In fact, a census of the East End in 1886 found that 92% of the population did not attend a service of any religious denomination.
He decided to work on the streets, a cheerful and charismatic presence who managed to raise £25,000 to build a new church, social club, gym and lodging house in Old Nichol Street.
In 1890 he persuaded the newly formed London County Council (LCC) to clear the slum and build new flats. The whole area was completely demolished between 1890-1894.
Part of the Ordinance Survey map (1893-1896) showing the site of the former Old Nichol.
Building the Boundary Estate
Arguably the world’s first council estate, the architect of the Boundary Estate was Owen Fleming who lead a team under the LCC.
The LCC had previously recorded 5,666 inhabitants in the low-rise, twisting streets. Some rooms were below street level in basements and 107 of the rooms houses five or more people.
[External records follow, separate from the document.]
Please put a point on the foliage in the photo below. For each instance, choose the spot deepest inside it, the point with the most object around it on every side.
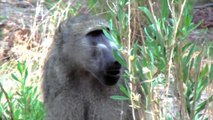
(165, 50)
(23, 104)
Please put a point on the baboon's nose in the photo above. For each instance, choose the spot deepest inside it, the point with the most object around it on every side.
(114, 68)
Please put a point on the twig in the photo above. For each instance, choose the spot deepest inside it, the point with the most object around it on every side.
(8, 101)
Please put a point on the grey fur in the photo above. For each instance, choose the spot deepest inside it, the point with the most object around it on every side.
(72, 81)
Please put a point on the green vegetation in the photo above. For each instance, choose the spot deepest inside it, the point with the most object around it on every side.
(168, 75)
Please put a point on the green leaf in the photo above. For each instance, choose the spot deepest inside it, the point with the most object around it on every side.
(197, 64)
(20, 67)
(14, 77)
(124, 90)
(165, 8)
(203, 104)
(211, 73)
(119, 58)
(119, 97)
(147, 12)
(204, 72)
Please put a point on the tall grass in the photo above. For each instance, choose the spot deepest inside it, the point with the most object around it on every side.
(168, 75)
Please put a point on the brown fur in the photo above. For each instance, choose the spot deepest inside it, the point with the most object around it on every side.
(72, 92)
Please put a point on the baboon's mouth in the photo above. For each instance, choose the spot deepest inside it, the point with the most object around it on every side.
(110, 79)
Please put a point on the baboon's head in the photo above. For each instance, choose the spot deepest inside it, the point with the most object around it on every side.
(86, 47)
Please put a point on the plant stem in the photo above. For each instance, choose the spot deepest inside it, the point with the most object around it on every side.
(8, 101)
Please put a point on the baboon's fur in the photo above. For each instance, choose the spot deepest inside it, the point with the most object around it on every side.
(72, 92)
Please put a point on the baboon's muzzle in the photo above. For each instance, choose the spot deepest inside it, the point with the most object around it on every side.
(112, 73)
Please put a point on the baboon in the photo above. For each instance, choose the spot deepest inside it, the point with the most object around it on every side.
(81, 73)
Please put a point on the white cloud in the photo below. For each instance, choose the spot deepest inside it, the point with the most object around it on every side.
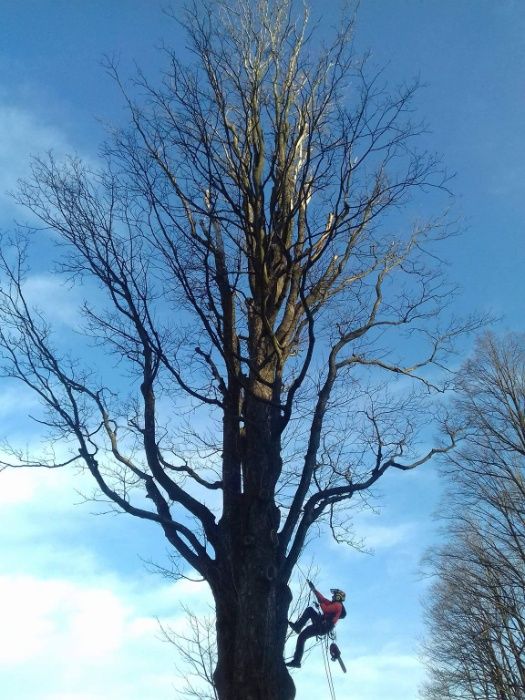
(23, 135)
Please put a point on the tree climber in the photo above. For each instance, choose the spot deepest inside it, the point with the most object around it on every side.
(322, 622)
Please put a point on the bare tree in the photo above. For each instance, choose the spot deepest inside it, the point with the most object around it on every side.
(196, 646)
(476, 647)
(256, 294)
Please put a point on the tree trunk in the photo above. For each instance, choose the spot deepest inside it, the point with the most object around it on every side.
(250, 645)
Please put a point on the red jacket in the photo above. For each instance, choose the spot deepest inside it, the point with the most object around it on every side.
(331, 610)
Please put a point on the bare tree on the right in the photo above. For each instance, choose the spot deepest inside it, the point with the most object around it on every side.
(476, 611)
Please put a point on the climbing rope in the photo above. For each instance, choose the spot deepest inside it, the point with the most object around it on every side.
(327, 669)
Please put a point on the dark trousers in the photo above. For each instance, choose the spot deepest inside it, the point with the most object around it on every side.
(319, 627)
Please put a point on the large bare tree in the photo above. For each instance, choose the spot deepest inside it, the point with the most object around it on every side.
(256, 293)
(476, 645)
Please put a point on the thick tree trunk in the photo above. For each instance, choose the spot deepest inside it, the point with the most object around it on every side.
(251, 631)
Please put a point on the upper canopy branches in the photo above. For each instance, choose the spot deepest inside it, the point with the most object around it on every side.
(238, 232)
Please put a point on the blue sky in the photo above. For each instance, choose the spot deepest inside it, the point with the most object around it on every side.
(78, 608)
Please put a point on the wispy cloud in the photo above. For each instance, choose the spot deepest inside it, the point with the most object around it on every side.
(23, 134)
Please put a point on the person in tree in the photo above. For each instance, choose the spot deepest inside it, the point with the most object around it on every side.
(322, 623)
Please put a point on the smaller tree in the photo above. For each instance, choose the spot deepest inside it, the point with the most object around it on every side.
(476, 649)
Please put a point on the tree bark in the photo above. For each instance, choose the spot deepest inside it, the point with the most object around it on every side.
(252, 608)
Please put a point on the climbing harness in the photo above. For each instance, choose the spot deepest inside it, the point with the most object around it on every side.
(328, 641)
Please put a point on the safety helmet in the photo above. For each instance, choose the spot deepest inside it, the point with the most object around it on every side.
(338, 595)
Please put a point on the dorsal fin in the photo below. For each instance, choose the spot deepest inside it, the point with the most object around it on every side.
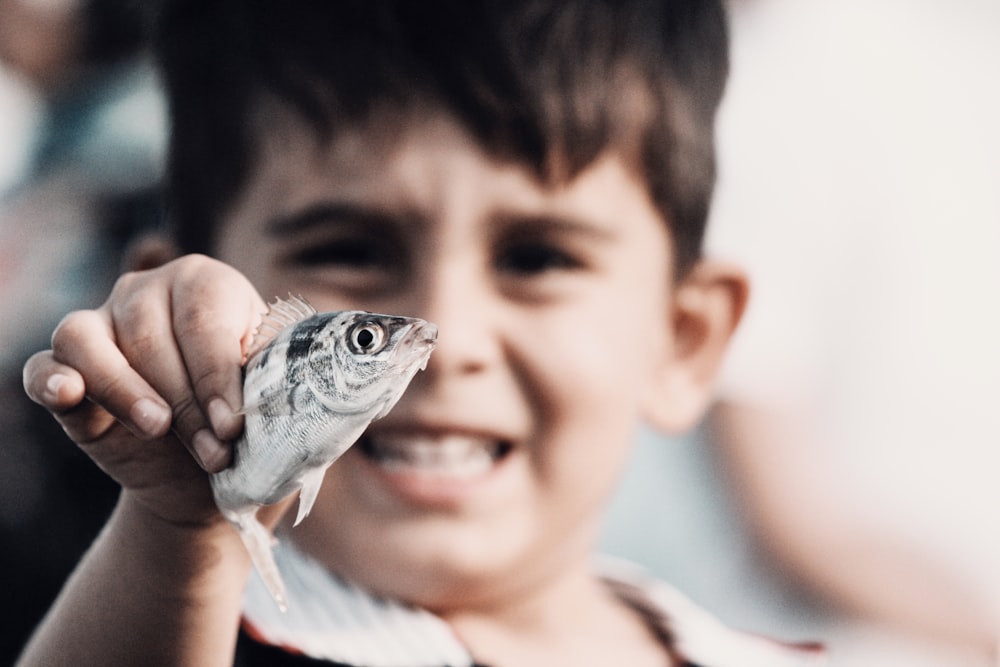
(281, 314)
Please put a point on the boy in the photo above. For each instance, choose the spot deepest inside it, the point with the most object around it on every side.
(532, 179)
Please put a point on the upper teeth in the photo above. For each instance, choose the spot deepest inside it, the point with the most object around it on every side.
(453, 455)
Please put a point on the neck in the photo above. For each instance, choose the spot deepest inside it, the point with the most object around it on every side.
(573, 619)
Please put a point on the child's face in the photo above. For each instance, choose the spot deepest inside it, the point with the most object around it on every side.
(554, 309)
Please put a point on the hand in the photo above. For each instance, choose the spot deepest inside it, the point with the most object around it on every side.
(157, 366)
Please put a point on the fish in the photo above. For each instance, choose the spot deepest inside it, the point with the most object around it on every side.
(313, 382)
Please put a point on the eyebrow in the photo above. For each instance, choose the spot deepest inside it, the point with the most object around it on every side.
(554, 222)
(324, 213)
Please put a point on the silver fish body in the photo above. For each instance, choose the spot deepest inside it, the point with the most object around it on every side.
(310, 391)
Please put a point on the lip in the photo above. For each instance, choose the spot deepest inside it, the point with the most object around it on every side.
(427, 487)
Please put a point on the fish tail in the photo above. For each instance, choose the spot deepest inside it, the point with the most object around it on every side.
(258, 542)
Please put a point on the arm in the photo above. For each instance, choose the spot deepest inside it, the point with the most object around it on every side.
(147, 592)
(143, 385)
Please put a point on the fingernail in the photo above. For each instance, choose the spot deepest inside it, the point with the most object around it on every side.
(211, 453)
(54, 385)
(149, 416)
(221, 416)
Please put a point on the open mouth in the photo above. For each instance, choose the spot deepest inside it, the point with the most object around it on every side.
(452, 456)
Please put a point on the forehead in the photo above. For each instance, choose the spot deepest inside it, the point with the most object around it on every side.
(418, 159)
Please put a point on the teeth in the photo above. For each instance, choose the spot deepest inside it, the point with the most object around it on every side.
(452, 456)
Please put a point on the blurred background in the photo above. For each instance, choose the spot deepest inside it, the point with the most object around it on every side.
(844, 487)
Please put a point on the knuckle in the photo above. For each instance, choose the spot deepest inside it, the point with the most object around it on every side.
(73, 328)
(187, 415)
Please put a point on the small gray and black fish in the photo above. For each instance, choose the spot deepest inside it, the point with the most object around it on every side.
(311, 387)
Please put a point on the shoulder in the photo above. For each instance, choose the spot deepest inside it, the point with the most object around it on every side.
(697, 636)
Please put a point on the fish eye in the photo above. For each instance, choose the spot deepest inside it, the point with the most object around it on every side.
(367, 338)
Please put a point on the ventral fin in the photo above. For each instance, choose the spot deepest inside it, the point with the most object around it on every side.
(281, 314)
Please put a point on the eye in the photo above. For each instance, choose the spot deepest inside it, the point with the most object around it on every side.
(367, 338)
(357, 253)
(535, 257)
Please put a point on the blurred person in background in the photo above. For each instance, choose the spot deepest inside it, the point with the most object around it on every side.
(859, 421)
(857, 439)
(81, 146)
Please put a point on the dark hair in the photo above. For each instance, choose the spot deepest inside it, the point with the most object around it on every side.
(549, 84)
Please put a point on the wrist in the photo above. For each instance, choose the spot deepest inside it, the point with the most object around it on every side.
(181, 560)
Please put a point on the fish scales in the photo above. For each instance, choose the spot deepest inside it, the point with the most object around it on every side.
(311, 388)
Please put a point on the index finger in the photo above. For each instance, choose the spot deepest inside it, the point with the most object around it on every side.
(215, 316)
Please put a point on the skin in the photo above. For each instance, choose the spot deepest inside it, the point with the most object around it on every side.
(560, 329)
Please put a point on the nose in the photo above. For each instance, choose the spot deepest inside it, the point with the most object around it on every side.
(456, 298)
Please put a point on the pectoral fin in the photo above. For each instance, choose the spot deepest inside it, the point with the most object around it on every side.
(258, 541)
(311, 482)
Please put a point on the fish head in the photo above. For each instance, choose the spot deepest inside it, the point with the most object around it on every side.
(361, 362)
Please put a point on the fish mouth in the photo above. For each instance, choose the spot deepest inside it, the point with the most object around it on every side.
(417, 343)
(455, 456)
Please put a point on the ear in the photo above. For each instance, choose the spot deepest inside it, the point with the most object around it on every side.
(149, 251)
(707, 306)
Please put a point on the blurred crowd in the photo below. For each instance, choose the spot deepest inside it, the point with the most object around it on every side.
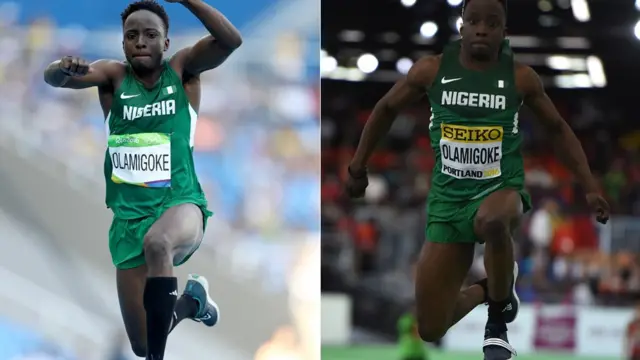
(564, 255)
(257, 130)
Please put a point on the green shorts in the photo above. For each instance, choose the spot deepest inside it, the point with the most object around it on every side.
(452, 222)
(126, 239)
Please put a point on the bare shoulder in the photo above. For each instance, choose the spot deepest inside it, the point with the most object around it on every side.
(113, 68)
(424, 71)
(527, 80)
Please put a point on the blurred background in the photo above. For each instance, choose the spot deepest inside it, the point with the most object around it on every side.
(580, 282)
(257, 152)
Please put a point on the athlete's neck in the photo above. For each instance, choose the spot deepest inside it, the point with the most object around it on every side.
(468, 62)
(149, 78)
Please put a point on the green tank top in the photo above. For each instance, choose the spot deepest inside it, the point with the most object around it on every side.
(149, 159)
(474, 128)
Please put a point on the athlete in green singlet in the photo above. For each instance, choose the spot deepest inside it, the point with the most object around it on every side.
(477, 195)
(159, 209)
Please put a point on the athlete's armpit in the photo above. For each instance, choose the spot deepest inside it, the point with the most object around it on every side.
(568, 147)
(413, 86)
(536, 99)
(206, 54)
(407, 90)
(101, 73)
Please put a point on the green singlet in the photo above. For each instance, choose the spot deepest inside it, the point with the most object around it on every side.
(149, 164)
(410, 345)
(476, 139)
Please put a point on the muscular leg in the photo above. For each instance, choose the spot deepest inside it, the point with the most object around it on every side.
(131, 284)
(496, 219)
(441, 270)
(146, 290)
(169, 240)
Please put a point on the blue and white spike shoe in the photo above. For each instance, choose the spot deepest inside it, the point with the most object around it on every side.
(198, 288)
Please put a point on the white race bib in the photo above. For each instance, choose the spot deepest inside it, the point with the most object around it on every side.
(141, 159)
(471, 152)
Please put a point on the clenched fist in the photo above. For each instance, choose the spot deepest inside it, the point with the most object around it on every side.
(74, 66)
(599, 207)
(357, 182)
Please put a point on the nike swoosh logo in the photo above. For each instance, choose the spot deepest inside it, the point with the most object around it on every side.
(446, 81)
(124, 96)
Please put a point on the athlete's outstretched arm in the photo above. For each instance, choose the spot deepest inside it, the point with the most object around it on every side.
(212, 50)
(567, 145)
(76, 73)
(406, 91)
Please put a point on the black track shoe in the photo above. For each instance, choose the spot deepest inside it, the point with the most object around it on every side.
(496, 344)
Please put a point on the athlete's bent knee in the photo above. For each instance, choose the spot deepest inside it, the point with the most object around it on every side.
(157, 249)
(491, 227)
(139, 348)
(431, 333)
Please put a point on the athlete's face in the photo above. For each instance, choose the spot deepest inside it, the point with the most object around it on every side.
(483, 28)
(145, 40)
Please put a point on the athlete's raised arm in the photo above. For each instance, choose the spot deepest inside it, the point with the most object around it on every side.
(212, 50)
(76, 73)
(406, 91)
(567, 145)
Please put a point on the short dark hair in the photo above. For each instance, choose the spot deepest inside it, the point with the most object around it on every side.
(466, 2)
(149, 5)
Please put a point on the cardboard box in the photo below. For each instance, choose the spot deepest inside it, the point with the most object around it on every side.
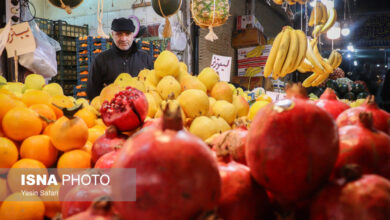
(248, 21)
(248, 38)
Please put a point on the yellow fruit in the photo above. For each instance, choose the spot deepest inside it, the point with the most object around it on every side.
(241, 105)
(194, 103)
(152, 106)
(222, 91)
(167, 86)
(17, 207)
(226, 110)
(53, 89)
(221, 124)
(208, 77)
(255, 108)
(203, 127)
(33, 97)
(34, 81)
(167, 64)
(191, 82)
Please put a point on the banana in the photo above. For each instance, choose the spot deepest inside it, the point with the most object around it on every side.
(328, 68)
(331, 20)
(292, 54)
(272, 55)
(302, 48)
(282, 52)
(317, 30)
(278, 2)
(324, 13)
(317, 67)
(308, 81)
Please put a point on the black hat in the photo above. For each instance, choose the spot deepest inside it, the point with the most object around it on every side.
(122, 24)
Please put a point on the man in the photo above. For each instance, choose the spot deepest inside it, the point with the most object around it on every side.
(123, 57)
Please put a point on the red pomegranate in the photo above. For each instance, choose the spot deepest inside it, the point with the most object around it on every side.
(331, 104)
(241, 197)
(107, 160)
(177, 176)
(110, 141)
(80, 197)
(351, 116)
(101, 209)
(362, 144)
(367, 197)
(232, 142)
(292, 147)
(127, 110)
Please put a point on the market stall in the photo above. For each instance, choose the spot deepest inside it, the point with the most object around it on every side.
(236, 111)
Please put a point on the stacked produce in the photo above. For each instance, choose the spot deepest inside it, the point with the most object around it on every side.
(196, 153)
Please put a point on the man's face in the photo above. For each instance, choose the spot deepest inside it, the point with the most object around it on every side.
(123, 39)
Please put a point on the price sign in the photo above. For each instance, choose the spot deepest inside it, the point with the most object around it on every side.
(20, 40)
(222, 65)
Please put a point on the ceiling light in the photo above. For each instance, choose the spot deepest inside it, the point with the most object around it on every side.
(334, 32)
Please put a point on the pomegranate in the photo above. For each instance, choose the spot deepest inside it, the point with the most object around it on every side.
(127, 110)
(232, 142)
(362, 144)
(101, 209)
(353, 197)
(291, 149)
(111, 140)
(177, 175)
(80, 197)
(241, 197)
(331, 104)
(351, 116)
(107, 160)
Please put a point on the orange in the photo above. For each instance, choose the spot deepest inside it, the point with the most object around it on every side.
(95, 132)
(32, 97)
(18, 207)
(7, 103)
(62, 101)
(3, 189)
(88, 116)
(52, 203)
(67, 134)
(45, 111)
(20, 123)
(14, 178)
(264, 97)
(39, 147)
(87, 147)
(57, 111)
(8, 154)
(73, 159)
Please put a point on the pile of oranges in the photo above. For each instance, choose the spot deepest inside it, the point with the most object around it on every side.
(35, 133)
The new flats comfortably housed 6,000 people.
Each of the 20 blocks was 5 storeys high, made of red-brick, Arts and crafts-influenced homes. The 7 streets radiating from the centre contained blocks in an irregular layout, each designed to maximise good light and air for the residents.
So, a happy ending?
As you may have guessed, the story is not a complete fairytale. It wasn’t the unfortunate people who lived in the Old Nichol who were given the homes. It was for the ‘industrious poor’, in comparison to the slum’s ‘idle poor’.
Slum residents were moved along without further help, they went to Bethnal Green and Dalston, creating more overcrowding and more slums.
Who was Arnold?
Sir Arthur Arnold was Chairman of the LCC in the mid-1890s, it was down to his efforts that the Boundary Estate was built to such high standards of construction and design. The circus at the heart of the estate was named after him.
The mound created as a central point of the circus is actually made of rubble from the demolished slum buildings. One can only guess at what those fragments could tell us today.
Living in Arnold Circus
Joan Rose, who grew up in Arnold Circus during the 1930s, helping her grandfather in his shop and listening to his stories about the estate.
She describes going to dance with boys in the West End but quickly learning not to say she was from the East End; ”If you said you were from Shoreditch, that was the last you saw of them.” You can read her charming, vivid recollections from Spitalfields Life here.
Today the area has been hugely gentrified, privately-owned flats within the estate are very in-demand, but Tower Hamlets still control 500 flats, around 2/3 of the entirety.
The flats represent a similar make up of the borough today, a diverse mix of ages and nationalities with Bengalis accounting for around 40% of the estates residents.
Since 2004 the site has been cared for by The Friends of Arnold Circus. The garden, work with schoolchildren and organise events for the local area.